Agencies satisfied with plan for water
Friday, March 14, 2003 | 11:18 a.m.
Representatives of water agencies from throughout the Colorado River Basin gave mostly positive reviews Thursday to a California plan to reduce long-term dependence on the river -- and provide extra water for Nevada for 15 years.
The agencies from the seven river states met in Las Vegas and heard details of the plan from four Southern California agencies and Calif. Gov. Gray Davis' staff.
The plan regulates the amounts of water those agencies would receive from the river for agricultural and urban use. The plan also aims to revive the Salton Sea and requires California and Nevada to wean themselves from so-called "surplus" water. The lack of ratified plan led the federal Interior Department to cut off the use of that surplus Jan. 1 for both states.
Nevada officials hoped to use the surplus to store water for future needs and to mitigate the effects of more than three years of drought. Pat Mulroy, general manager of the Southern Nevada Water Authority, said after the presentation by the California officials that she believes the new, revised quantification agreement is a good one.
The new plan includes significant investment in conservation, environmental mitigation and infrastructure that the earlier plan lacked, she said.
Mulroy said her staff -- and the agencies from throughout the basin -- will look carefully at the 51 documents that make up the agreement and meet again with the California officials in two weeks.
"There might have to be some tweaking, but there's nothing that you would call a show-stopper," Mulroy said.
Arizona, California and Nevada are the three states on the Lower Colorado River Basin and are the states most dependent on the river. The states of the upper basin -- Wyoming, Utah, Colorado and New Mexico -- have long-term plans to use more of the river resource.
The surplus used by California and Nevada is water that is not now used by the upper basin states, but both states have agreed to wean themselves from that extra water within 15 years.
Approval by all seven states in the river basin is one hurdle that the agreement must clear. Interior also must sign off, and Interior Assistant Secretary Bennett Raley said after a similar briefing that federal officials also need to scrutinize the documents' fine print.
The cash-strapped California legislature also must find $200 million and to implement the agreement.

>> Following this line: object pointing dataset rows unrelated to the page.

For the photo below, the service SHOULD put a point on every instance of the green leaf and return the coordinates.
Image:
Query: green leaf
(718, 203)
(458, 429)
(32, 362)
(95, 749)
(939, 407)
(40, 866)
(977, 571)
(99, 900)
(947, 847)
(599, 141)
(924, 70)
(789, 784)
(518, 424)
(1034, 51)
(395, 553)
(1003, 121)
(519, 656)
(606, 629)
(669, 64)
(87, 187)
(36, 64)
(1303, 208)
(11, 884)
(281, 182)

The primary element of the agreement would transfer 200,000 acre-feet of water yearly from California's agricultural Imperial Valley to urban water users in San Diego. One acre-foot is about 326,000 gallons, or how much water a typical Las Vegas family of five uses in a year.
The critical issue for Southern Nevada has always been the surplus -- or, after Interior's cutoff, the lack of it.
Southern Nevada, like California, uses all of its basic allocation of 300,000 acre-feet a year. It has banked on another 30,000 acre-feet yearly -- a surplus defined as unused apportionment from the states on the Upper Colorado Basin -- to accommodate rising demand and put aside a reserve for future demands while new infrastructure comes on line to satisfy demand.
Despite the positive moves on the California agreement, it is unclear whether Nevada or California will be able to draw much of the surplus this year, federal and state officials warned.
One issue is timing. The earliest that the California agreement could pass is July 1, and it might be as late as Oct. 30, officials from the Golden State said. Interior would then have to formally embrace the plan before it could legally release the surplus water.